Apple Collecting User Data Despite Privacy Setting: Is iPhone's “Do Not Track” Misleading?

Apple Collecting User Data Despite Privacy Setting, Alleges Lawsuit

Apple claims it stands firm in protecting user privacy and respects its users' choice to protect their data. However, the company's own safeguards, which claim to shield user data, aren't doing what they promise, claims a new lawsuit. Let's see why Apple's claims about respecting user privacy are being challenged, and if the "Do Not Track" feature could falter in the case of "stock apps".


Stock iPhone Apps Bypass "Do Not Track"?

Apple has a dedicated "App Tracking Transparency" subroutine which offers a simple-to-use "Do To Track" option to iPhone users. Selecting the option is supposed to block an app's ability to track user activity and collect analytics data. The collected data usually helps finetune or customize ads served to the user.

Apple's own apps, which are referred to as "Stock Apps", aren't governed by these protocols, and can easily continue collecting user data and track them across apps and services, claims a lawsuit filed by New York resident Elliot Libman.

Elliot alleged that even if users accept and use Apple's own guidelines on privacy settings, "Apple nevertheless continues to record consumers' app usage, app browsing communications, and personal information in its proprietary Apple apps, including the App Store, Apple Music, Apple TV, Books, and Stocks."

The lawsuit alleges that Apple tracks users' data via stock iPhone apps. In simple words, specifically selecting or opting for the Do Not Track setting may have no impact on the stock iPhone apps.

Is Apple Deliberately Ignoring Users' Preference For Privacy?

A recently conducted study by security researchers at Mysk seems to imply that user privacy options in iOS do nothing to stop Apple from tracking usage in stock apps. Simply put, Apple could be intentionally ignoring users' preferences and privacy settings where its own apps are concerned.

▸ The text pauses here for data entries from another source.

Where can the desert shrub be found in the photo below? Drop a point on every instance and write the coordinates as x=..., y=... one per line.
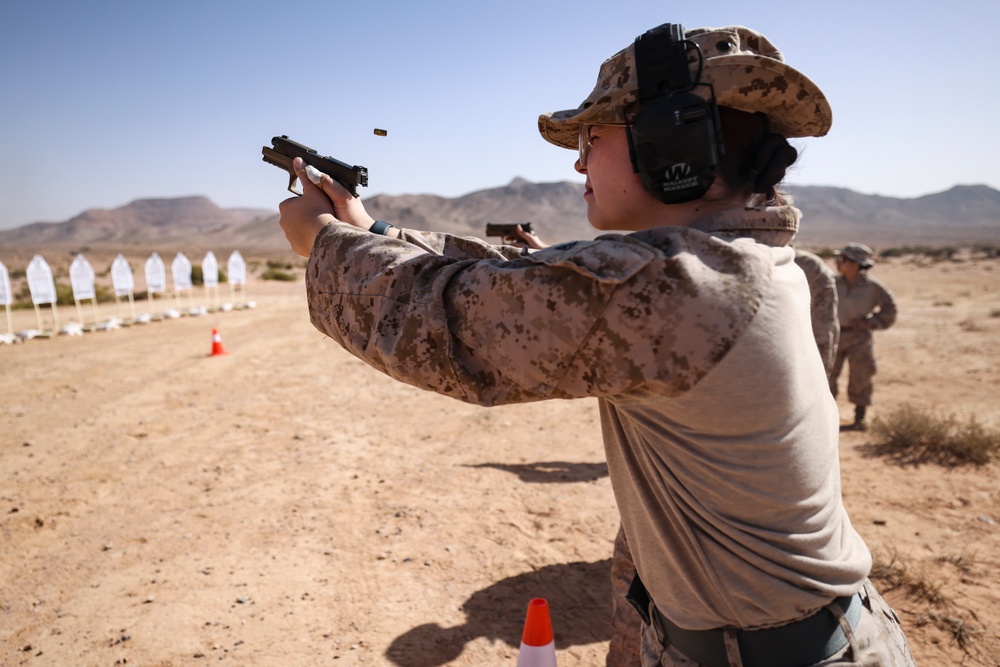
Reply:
x=911, y=435
x=893, y=573
x=988, y=251
x=932, y=252
x=277, y=274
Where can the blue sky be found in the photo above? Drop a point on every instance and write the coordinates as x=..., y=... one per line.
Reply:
x=102, y=103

If the claims are proven right, it would mean the App Tracking Transparency or ATT has no jurisdiction over the default apps Apple bundles with every iPhone. Moreover, the Do Not Track setting cannot prevent users' iPhones from sharing device analytics data or restrict apps from tracking data via the preinstalled apps.


Needless to mention, these are serious allegations and go completely against Apple's claimed approach toward user privacy. The company has previously fought with tech giants such as Facebook over these very concerns.

It is important to note that the lawsuit has merely claimed Apple grants preinstalled apps the freedom to ignore the Do Not Track setting. The research on which the lawsuit is based has included some evidence. However, these claims and the evidence would be cross-examined and challenged by Apple. Moreover, the claims would have to be corroborated by other researchers and security experts.